If donors and clients are unable to easily find contact details, answers to their queries and resolution to their problems they will soon become disappointed and choose another charity to devote themselves to or, worse still, simply stop giving to just causes as a result of their disillusionment with one poorly performing organisation. Put simply, charities need to provide clients and donors with easy access to contact details, and preferably a range of options for getting in touch, and a seamless experience across all channels – phone, webforms, chatbots, email, mobile apps, post – whatever the donor may prefer.

An omnichannel presence and a full range of contact points that are all equally well maintained and equipped to provide answers and resolution to issues is critical to ensuring that donors get the information they need when they need it. But not only that, being fully and constantly available, with an awareness of that particular donor’s preferred channel of contact drives greater engagement and builds a real relationship with the donor.

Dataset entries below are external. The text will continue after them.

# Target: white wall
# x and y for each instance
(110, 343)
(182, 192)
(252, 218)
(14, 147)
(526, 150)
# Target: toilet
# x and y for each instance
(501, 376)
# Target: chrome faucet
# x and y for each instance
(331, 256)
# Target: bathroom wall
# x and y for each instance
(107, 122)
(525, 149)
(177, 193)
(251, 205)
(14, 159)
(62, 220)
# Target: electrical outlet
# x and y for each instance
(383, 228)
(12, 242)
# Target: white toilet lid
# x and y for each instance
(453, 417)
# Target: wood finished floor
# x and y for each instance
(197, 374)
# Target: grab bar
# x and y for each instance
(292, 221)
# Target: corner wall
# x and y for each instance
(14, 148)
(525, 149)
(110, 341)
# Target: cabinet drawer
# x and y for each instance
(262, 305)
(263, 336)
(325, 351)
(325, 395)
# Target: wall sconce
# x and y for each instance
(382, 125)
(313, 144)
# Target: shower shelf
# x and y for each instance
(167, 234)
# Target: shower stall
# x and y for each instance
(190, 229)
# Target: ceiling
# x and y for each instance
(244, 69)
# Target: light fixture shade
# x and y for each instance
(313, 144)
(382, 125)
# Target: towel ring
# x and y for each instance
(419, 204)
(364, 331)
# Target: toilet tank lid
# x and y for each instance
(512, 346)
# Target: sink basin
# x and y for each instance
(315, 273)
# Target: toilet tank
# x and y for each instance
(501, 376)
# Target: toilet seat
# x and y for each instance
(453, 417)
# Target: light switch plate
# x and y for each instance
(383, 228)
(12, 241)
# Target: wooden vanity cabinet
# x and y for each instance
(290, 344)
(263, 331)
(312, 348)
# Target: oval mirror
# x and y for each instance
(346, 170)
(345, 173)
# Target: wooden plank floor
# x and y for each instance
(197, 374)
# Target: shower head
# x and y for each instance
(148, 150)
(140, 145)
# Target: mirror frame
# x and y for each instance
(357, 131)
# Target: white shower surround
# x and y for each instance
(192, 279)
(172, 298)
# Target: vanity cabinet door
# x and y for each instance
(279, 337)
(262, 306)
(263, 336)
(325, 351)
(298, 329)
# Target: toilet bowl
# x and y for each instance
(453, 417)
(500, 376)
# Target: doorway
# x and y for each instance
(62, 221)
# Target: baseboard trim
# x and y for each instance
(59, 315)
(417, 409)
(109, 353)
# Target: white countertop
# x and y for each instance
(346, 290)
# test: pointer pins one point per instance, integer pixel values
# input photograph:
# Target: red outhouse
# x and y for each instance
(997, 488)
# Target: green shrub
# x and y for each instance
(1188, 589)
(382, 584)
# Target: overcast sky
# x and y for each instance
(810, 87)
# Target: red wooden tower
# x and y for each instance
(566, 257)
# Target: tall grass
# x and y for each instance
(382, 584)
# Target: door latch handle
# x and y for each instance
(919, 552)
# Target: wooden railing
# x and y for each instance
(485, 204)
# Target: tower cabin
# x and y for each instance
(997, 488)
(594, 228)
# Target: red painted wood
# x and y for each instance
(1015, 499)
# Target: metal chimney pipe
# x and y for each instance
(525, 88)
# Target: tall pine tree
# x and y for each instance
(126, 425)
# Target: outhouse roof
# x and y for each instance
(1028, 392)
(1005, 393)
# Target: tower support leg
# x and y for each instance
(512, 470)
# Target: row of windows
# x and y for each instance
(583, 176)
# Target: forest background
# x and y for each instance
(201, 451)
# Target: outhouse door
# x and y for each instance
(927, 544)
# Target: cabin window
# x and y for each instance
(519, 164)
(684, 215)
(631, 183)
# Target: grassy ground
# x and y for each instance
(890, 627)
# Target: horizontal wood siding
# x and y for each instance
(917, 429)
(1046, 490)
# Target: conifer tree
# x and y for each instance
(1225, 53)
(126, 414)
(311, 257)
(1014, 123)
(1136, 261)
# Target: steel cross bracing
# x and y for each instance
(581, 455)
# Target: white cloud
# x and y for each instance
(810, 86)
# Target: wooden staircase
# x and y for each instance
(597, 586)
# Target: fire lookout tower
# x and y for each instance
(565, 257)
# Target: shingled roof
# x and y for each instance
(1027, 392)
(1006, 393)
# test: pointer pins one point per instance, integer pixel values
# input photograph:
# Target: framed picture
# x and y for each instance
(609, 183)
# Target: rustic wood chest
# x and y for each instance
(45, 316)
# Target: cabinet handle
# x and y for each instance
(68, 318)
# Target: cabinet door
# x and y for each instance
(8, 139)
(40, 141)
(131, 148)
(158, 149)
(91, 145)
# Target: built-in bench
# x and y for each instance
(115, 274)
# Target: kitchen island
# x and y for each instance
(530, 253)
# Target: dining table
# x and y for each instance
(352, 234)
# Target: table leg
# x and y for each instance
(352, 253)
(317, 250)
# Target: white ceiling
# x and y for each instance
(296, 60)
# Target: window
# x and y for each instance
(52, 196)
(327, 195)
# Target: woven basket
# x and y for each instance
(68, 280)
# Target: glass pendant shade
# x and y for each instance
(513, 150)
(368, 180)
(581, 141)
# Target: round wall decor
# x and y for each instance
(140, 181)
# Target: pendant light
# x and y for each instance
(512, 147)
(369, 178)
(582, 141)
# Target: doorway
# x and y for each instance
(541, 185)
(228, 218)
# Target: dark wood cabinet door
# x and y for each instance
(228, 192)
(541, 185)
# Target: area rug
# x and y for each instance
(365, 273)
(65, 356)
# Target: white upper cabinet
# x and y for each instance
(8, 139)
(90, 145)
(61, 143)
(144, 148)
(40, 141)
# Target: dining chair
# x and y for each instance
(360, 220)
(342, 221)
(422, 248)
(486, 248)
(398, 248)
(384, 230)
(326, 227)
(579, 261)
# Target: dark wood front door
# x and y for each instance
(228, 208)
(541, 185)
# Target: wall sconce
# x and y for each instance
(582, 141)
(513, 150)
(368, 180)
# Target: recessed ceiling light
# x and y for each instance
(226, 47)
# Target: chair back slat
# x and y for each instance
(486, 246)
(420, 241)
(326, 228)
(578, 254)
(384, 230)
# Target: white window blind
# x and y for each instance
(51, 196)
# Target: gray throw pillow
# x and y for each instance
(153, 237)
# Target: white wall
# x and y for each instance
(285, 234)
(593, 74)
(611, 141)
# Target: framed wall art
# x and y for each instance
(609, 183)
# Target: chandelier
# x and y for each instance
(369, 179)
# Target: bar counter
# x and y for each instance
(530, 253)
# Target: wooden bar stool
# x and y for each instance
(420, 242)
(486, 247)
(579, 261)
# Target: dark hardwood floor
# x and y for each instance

Ensuring that queries are resolved efficiently also relies on 24/7 multi-channel support including live agent interaction at key times of the day and night. Having this support in place and being more responsive and efficient in answering queries is central to improving client and donor service and therefore satisfaction.

But in practice what does good contactability look like? Consensus between a range of expert commentators on third sector practices tends to point to a handful of best practice highlights which can be summarised into 4 key factors:

  1. Full integration of ‘customer’ data systems

A basic layering of call handling systems on top of CRM, ERP, field management and other systems rarely provides a good integrated contact management experience and can require very large capital investment to hook into legacy systems. IT directors are now evaluating in-house resource to achieve this level of seamless integration or choosing to enlist the help of cloud platforms and/or third-party outsourcers to achieve their objectives in shorter amounts of time and with fewer surprises.

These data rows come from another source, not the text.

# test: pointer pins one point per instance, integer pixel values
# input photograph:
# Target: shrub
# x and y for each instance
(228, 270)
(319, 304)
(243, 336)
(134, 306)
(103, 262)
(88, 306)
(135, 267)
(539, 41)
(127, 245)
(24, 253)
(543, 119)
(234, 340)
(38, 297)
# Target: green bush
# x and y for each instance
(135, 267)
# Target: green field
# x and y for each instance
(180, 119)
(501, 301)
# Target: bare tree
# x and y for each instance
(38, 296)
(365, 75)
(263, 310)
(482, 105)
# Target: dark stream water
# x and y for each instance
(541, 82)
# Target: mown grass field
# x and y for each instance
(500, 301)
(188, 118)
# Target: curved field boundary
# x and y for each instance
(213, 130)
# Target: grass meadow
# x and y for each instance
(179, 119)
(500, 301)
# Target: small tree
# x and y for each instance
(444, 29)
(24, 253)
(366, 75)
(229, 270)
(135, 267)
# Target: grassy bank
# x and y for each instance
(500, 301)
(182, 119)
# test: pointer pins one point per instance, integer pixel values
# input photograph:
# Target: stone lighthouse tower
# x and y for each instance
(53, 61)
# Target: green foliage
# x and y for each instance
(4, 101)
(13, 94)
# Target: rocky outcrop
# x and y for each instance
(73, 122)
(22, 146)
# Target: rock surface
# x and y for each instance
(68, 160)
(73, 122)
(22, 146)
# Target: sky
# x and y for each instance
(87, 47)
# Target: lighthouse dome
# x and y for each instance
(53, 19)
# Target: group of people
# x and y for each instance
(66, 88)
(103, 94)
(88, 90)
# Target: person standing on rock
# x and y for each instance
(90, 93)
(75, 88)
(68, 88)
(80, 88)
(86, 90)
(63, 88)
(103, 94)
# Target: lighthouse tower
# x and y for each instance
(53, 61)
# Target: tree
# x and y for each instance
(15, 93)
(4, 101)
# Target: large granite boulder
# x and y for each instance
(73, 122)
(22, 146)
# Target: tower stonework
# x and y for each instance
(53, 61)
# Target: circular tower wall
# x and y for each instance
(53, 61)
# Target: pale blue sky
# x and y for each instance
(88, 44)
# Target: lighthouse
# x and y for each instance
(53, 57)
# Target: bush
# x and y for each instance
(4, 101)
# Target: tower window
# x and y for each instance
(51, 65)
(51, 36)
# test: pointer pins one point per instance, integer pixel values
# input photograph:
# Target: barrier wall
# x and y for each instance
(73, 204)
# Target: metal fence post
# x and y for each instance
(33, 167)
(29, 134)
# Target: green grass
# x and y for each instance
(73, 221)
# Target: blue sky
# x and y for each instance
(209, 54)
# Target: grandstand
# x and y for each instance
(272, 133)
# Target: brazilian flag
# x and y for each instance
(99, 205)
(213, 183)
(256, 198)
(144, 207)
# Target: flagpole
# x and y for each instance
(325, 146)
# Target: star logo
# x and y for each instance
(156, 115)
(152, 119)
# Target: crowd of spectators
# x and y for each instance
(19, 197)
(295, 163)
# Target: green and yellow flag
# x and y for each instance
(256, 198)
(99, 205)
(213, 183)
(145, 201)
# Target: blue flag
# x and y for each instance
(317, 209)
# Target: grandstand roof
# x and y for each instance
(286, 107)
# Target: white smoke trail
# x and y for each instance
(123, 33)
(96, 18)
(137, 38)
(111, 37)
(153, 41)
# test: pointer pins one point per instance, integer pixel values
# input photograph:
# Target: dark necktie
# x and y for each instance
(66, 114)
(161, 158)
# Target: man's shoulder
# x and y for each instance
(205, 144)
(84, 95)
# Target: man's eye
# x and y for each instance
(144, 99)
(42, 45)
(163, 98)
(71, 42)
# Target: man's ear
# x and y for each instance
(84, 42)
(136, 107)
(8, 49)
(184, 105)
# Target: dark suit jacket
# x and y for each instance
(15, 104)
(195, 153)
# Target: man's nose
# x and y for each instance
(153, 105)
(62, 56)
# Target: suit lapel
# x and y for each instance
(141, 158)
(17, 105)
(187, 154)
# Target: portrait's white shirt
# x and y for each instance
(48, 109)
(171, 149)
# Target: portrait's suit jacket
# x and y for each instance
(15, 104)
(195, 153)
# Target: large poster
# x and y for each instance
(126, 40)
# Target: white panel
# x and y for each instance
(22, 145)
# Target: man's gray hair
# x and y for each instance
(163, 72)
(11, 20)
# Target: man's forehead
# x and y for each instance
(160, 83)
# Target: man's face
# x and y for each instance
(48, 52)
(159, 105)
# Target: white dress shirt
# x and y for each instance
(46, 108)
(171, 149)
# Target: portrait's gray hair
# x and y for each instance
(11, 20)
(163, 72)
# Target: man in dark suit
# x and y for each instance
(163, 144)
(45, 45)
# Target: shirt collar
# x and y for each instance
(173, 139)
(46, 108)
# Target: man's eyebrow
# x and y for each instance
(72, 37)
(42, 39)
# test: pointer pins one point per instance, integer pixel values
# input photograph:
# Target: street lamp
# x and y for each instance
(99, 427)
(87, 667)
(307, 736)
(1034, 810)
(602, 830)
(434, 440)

  1. Best-practice-by-design, transparency and auditability

Governance standards and best practice processes cannot be implemented effectively or economically unless they are built into the system workflow – and that means across all channels a single enquiry ranges across from the start to the end of its journey. When effectively implemented, dashboards, spot-checks and audit trails are generated automatically, whether for management information or regulatory reporting, providing transparency at low cost and a feeling of seamlessness to the donor.

  1. Automate where relevant

The capabilities of automated query handling, such as AI-driven chatbots, are vast, but by no means exhaustive.  There is no question of total automation – some queries will always require expert human handling, backed up by timely, accurate and cross-channel information.

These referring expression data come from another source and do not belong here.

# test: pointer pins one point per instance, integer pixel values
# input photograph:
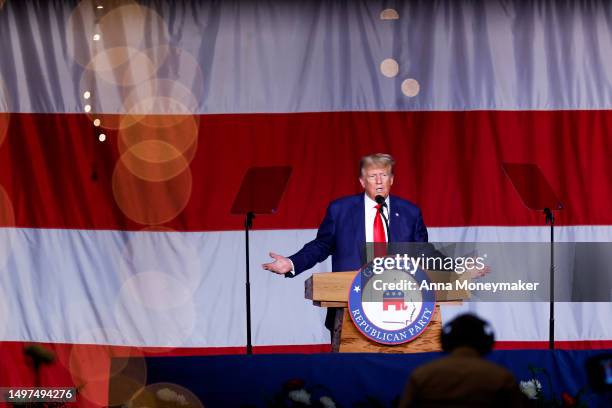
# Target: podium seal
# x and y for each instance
(393, 306)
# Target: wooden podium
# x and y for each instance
(331, 289)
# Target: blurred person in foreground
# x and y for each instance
(463, 378)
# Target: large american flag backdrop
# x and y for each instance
(125, 132)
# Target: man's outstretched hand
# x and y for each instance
(281, 265)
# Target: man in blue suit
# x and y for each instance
(351, 221)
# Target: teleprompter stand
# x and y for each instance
(537, 194)
(260, 193)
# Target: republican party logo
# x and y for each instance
(393, 306)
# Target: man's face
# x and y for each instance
(376, 181)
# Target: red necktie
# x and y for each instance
(379, 229)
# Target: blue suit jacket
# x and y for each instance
(342, 233)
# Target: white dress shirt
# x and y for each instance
(370, 214)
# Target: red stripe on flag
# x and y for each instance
(449, 163)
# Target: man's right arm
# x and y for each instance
(313, 252)
(318, 249)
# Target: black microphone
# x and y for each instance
(380, 200)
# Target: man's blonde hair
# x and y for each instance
(376, 160)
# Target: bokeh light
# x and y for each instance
(162, 250)
(97, 368)
(389, 67)
(135, 196)
(154, 160)
(389, 14)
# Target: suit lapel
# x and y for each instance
(394, 221)
(359, 222)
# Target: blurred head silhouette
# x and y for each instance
(468, 330)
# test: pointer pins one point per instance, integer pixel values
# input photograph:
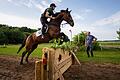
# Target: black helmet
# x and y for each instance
(52, 5)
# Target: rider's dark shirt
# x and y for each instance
(49, 10)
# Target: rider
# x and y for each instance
(48, 13)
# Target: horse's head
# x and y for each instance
(67, 17)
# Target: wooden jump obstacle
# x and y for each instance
(53, 64)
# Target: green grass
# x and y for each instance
(12, 50)
(106, 55)
(110, 43)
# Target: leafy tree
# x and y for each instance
(3, 38)
(118, 32)
(79, 40)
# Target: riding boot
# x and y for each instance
(43, 30)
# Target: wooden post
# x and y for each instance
(53, 64)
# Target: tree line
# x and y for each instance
(13, 35)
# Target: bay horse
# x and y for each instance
(31, 42)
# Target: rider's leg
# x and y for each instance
(43, 22)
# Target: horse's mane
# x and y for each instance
(57, 13)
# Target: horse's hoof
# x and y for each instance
(27, 61)
(21, 63)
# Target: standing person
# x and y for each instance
(48, 13)
(90, 39)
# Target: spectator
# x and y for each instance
(90, 39)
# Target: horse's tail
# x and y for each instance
(23, 44)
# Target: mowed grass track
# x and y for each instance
(12, 50)
(109, 55)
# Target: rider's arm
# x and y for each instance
(47, 15)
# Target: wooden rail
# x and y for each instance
(53, 64)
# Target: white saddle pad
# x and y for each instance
(38, 33)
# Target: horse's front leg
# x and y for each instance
(23, 54)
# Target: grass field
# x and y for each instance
(106, 55)
(12, 50)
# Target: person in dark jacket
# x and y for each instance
(90, 39)
(48, 13)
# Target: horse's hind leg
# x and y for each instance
(33, 48)
(23, 54)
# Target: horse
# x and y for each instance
(31, 42)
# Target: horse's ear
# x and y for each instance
(67, 9)
(70, 11)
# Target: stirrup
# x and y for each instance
(42, 36)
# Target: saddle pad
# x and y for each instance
(38, 33)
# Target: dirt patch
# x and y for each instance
(11, 70)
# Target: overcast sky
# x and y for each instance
(100, 17)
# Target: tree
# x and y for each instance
(79, 40)
(118, 32)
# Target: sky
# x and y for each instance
(100, 17)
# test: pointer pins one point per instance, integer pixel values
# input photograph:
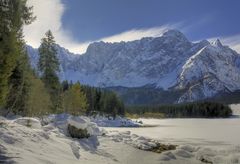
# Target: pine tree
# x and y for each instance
(75, 101)
(49, 67)
(13, 15)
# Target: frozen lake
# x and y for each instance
(204, 132)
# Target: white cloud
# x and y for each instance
(231, 41)
(49, 14)
(136, 34)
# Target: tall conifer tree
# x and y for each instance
(13, 59)
(49, 67)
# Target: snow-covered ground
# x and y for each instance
(27, 140)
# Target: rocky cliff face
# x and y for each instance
(170, 62)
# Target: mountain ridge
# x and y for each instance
(170, 62)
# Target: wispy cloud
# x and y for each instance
(49, 14)
(231, 41)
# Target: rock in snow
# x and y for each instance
(170, 61)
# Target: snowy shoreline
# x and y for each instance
(23, 141)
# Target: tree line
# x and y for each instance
(26, 92)
(195, 110)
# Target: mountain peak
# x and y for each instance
(217, 43)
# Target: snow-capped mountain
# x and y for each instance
(170, 62)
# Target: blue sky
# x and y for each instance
(76, 23)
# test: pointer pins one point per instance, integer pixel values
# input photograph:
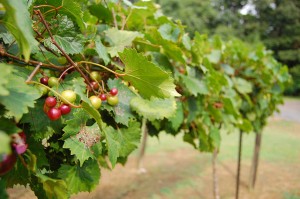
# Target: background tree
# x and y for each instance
(275, 23)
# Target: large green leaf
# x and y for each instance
(122, 111)
(73, 9)
(4, 143)
(155, 108)
(169, 48)
(80, 178)
(119, 39)
(214, 134)
(5, 70)
(148, 78)
(18, 22)
(194, 85)
(21, 96)
(177, 119)
(101, 51)
(242, 85)
(53, 188)
(122, 142)
(75, 123)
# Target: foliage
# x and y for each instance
(273, 23)
(195, 86)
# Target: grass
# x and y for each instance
(280, 143)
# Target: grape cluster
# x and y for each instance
(18, 147)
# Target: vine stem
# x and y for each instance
(38, 12)
(33, 72)
(144, 130)
(215, 175)
(23, 161)
(237, 190)
(56, 93)
(31, 62)
(104, 67)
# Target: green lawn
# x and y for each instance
(280, 143)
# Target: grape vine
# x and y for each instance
(79, 78)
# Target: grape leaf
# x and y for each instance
(102, 51)
(112, 145)
(242, 85)
(20, 94)
(119, 39)
(122, 111)
(169, 48)
(121, 142)
(101, 12)
(214, 56)
(5, 70)
(177, 119)
(73, 9)
(18, 22)
(54, 188)
(78, 149)
(80, 178)
(215, 137)
(194, 85)
(145, 76)
(4, 143)
(155, 108)
(75, 123)
(69, 44)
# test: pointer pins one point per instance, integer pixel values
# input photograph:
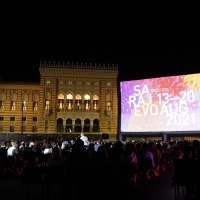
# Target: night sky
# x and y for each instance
(145, 38)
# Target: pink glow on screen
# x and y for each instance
(161, 104)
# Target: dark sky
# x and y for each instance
(145, 38)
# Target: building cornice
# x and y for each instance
(81, 73)
(78, 65)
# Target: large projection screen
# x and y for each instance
(161, 104)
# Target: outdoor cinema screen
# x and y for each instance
(161, 104)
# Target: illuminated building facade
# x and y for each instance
(69, 99)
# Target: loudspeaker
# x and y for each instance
(105, 136)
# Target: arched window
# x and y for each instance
(35, 102)
(60, 102)
(86, 125)
(86, 102)
(69, 102)
(77, 125)
(108, 101)
(78, 102)
(95, 102)
(60, 125)
(69, 125)
(95, 125)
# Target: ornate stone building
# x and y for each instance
(69, 99)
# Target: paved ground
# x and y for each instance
(154, 190)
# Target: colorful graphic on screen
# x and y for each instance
(161, 104)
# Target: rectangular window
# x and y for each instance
(35, 106)
(24, 105)
(12, 128)
(12, 119)
(34, 119)
(13, 105)
(23, 128)
(47, 103)
(34, 129)
(48, 82)
(1, 105)
(23, 119)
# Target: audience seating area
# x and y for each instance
(81, 172)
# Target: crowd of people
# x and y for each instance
(97, 162)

  1. Seamless enquiry handling across all channels

There is much talk about merging all channels (omnichannel) into a seamless experience, but rather less success in implementation. In-house resources need to be supported by experienced partners that know what to expect every step of the way.

Finally, it is clear that the recent events have rather taken the lustre off the third sector and endangered its reputation. This is particularly damaging for an industry that thrives on reputation and the goodwill it engenders so it is critical that charities re-evaluate their first points of connection with donors and clients and make themselves easy to contact and approachable.